Yanisa tampak semakin sadar diri.
“Re, kamu harus yakinin dulu perasaan kamu itu, Jangan karena prasangka dan menduga – duga itu kamu menjauhi Novi,, Aku khawatirnya kalo kamu menjalin hubungan dengan cewek lain, cewek itu bakal kebawa – bawa masa lalu kamu,”
“Kayaknya enggak kok, Nis,, Aku udah mantep buat putus kok, Aku cuma kasihan sama Novi nggak bisa jadi cewek yang berakhlak gitu,” Reno tampak kesal.
“Astaghfirullahal adzim,, kamu kok ngomongnya gitu sih, Re,, Ngomong kayak gitu nggak baik lo,”
“Tapi kan itu bener, Nis,, Setiap wanita kan harus menutup auratnya, Sedangkan Novi malah selalu mempertontonkan auratnya,”
“Astaghfirullah,, Novi itu pacar kamu sendiri lo, Re,, Mosok kamu tega ngomong gitu ke pacar kamu sendiri?”
“Maksudku kan mau mbenerin sikapnya aja, Nis,”
“Tetep aja kamu salah, Re,, Kamu nggak sepatutnya menyalahkan cewek karena belum mau berkerudung, Itu butuh proses yang nggak mudah,”
Tampaknya ucapan cewek itu membuat Reno menjadi gamang.
“Kamu sebenernya masih suka kan sama Novi?”
Terhenyak. Reno tidak tahu harus berkata apa.
“Yaa,, sebenarnya iya sihh, Aku masih suka sama Novi, Aku tu pingin banget Novi berubah jadi cewek berkerudung gitu,”

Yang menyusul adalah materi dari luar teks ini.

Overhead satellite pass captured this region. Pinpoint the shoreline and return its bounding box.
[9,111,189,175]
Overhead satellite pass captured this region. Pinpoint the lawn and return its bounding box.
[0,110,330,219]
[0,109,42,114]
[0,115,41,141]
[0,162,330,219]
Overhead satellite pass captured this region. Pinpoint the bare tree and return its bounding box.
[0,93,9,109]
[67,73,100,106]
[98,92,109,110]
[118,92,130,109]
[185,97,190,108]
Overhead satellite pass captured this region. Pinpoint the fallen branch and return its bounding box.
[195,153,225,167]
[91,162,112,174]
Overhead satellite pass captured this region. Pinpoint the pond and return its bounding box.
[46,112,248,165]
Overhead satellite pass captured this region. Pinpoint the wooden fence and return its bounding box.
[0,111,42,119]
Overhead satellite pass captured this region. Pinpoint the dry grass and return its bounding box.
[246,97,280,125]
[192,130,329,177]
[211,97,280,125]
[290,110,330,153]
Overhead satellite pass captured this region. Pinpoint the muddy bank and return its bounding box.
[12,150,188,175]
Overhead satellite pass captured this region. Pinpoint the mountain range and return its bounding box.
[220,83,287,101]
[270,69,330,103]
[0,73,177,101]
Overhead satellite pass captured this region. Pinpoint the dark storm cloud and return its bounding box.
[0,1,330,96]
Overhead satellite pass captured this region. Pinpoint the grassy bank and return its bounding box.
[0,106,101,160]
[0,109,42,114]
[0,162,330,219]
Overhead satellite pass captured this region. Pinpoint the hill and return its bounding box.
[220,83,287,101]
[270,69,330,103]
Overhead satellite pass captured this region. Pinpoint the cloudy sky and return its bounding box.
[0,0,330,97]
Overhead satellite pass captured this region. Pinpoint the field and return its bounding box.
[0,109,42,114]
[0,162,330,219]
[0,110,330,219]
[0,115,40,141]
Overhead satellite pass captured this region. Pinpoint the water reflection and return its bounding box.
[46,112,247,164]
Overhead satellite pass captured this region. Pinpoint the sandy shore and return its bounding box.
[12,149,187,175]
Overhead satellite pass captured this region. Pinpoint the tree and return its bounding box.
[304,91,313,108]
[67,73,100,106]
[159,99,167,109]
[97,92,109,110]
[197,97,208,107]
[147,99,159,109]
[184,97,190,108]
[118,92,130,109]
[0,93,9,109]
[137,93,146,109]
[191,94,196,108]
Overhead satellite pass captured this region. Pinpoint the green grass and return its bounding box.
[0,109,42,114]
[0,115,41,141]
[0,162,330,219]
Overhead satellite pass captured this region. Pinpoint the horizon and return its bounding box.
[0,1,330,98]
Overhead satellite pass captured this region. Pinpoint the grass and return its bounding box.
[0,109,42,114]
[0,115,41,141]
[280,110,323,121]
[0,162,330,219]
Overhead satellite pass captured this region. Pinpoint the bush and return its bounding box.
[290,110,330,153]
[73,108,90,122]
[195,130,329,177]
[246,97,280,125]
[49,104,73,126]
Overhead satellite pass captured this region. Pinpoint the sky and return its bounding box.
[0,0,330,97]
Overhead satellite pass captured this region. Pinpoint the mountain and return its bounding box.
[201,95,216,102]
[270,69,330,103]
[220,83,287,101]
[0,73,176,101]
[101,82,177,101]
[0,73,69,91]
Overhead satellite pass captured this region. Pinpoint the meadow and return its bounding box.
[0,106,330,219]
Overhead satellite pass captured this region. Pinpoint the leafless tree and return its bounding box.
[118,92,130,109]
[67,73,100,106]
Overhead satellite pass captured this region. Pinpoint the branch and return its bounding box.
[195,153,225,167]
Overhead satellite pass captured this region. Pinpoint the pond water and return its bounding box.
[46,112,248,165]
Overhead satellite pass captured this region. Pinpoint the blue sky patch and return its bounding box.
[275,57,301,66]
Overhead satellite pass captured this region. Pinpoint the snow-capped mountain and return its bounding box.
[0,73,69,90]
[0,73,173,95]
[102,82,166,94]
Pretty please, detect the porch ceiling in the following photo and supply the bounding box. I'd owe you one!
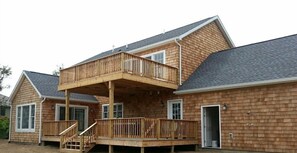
[70,79,173,97]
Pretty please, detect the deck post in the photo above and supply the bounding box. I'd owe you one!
[170,146,174,153]
[121,53,125,72]
[108,81,114,138]
[157,118,161,139]
[108,145,113,153]
[140,147,144,153]
[65,90,70,121]
[140,118,145,139]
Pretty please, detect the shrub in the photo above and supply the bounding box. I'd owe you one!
[0,117,9,139]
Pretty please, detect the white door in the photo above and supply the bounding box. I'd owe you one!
[201,105,221,148]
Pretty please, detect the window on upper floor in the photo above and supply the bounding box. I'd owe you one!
[142,50,166,64]
[167,99,183,119]
[16,103,35,132]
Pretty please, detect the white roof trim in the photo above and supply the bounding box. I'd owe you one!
[127,16,235,53]
[8,71,41,103]
[216,16,236,48]
[127,37,179,54]
[42,96,99,103]
[174,77,297,95]
[179,16,218,39]
[23,71,42,98]
[179,16,235,48]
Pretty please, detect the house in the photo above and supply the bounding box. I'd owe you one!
[174,34,297,152]
[54,16,234,153]
[9,71,98,143]
[0,94,10,117]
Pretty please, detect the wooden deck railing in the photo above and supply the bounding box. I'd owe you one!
[59,121,80,149]
[42,121,77,136]
[79,122,97,152]
[96,118,198,139]
[59,52,178,85]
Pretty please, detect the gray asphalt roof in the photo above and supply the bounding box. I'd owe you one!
[24,71,98,103]
[178,35,297,91]
[78,17,213,64]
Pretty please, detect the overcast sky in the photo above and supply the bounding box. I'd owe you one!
[0,0,297,96]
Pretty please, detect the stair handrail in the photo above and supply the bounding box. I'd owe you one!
[59,121,78,149]
[79,122,97,152]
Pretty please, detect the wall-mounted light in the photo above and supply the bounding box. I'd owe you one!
[160,100,165,107]
[223,104,228,111]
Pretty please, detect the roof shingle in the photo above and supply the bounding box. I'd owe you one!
[178,35,297,91]
[24,71,98,103]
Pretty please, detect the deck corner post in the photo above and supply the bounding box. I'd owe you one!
[121,52,125,72]
[140,147,144,153]
[140,118,145,138]
[170,146,174,153]
[65,90,70,121]
[108,81,114,138]
[108,145,113,153]
[157,118,161,139]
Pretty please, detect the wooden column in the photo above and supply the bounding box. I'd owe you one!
[108,145,113,153]
[65,90,70,121]
[140,147,144,153]
[108,81,114,119]
[108,81,114,138]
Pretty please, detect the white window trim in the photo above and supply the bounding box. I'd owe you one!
[141,50,166,64]
[55,104,89,129]
[167,99,184,120]
[15,103,36,132]
[101,103,124,119]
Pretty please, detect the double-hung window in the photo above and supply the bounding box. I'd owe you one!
[167,99,183,119]
[142,50,166,79]
[16,103,35,132]
[102,103,123,119]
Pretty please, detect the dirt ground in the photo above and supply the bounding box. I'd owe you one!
[0,139,264,153]
[0,139,59,153]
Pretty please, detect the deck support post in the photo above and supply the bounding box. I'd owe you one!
[108,81,114,138]
[170,146,174,153]
[140,147,144,153]
[108,145,113,153]
[195,144,199,151]
[65,90,70,121]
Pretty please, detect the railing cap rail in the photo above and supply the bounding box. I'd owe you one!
[79,121,97,136]
[60,51,178,72]
[59,122,78,136]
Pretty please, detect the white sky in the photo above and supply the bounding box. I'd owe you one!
[0,0,297,96]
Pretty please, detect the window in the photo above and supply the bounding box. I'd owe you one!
[16,104,35,132]
[143,50,165,64]
[143,50,166,79]
[167,99,183,119]
[102,103,123,119]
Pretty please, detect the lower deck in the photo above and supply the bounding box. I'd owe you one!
[41,117,199,153]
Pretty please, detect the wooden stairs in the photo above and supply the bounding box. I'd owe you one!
[60,123,97,153]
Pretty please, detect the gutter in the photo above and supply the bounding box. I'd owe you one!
[173,77,297,95]
[38,97,46,145]
[174,38,182,85]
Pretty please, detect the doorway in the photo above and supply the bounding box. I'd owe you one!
[201,105,221,148]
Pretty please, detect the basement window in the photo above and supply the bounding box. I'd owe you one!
[16,103,35,132]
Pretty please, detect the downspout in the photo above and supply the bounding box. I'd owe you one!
[174,38,182,85]
[38,97,46,145]
[8,102,12,143]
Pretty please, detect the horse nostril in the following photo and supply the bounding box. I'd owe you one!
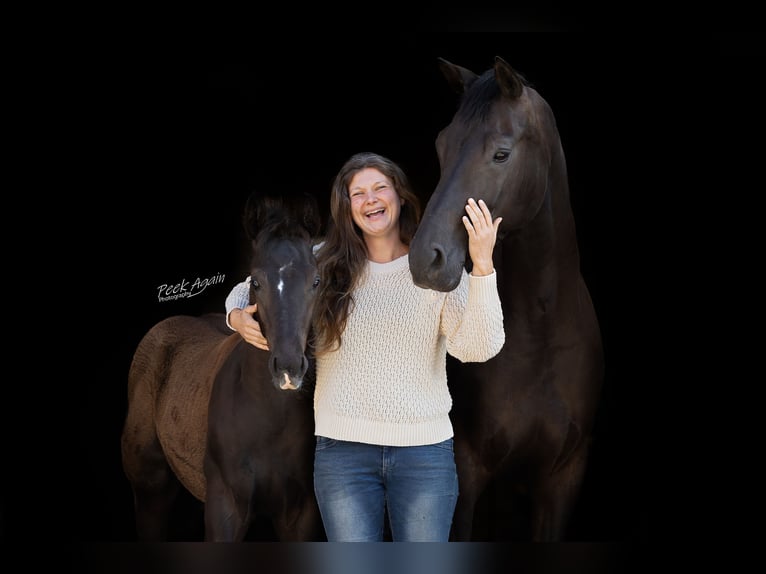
[429,243,447,269]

Dengan berbesar hati Yanisa berucap, “Berarti kamu harus balikan lagi sama Novi, Kamu harus bikin Novi jadi cewek yang sholihah,”
“Tapi, Nis,,”
“Udahh,, Kamu nggak usah mikirin aku, Aku ngerti kok posisi aku dimana, Aku nggak ingin jadi penghalang hubungan kamu sama Novi,”
“Nis, maafin aku ya, Kayaknya aku udah jahat banget sama kamu,”
“Justru dengan kamu menyadari perasaan kamu sendiri gini, kamu jadi ngerti kamu itu inginnya gimana, Kamu nggak mau kan ujung – ujungnya kita break di tengah jalan?”
Reno tampak speechless. Ingin sekali dirinya berterima kasih kepada temannya itu.
“Ya udah, Sekarang kamu jadiin Novi itu cewek sholihah, Aku bakal dukung kamu, Insya allah aku juga bakal yakinin Novi supaya dirinya mau mengenakan kerudung,”
“?? Makasih ya, Nis,, Makasih banget,, Aku jadi nggak enak hati sama kamu,”
“Haha,, Nggak usah ngerasa sungkan gitu, Re,, Kayak kita baru kenal kemarin aja,”
Menghela nafas. Cewek itu merasa lega sudah mengetahui perasaan Reno sesungguhnya.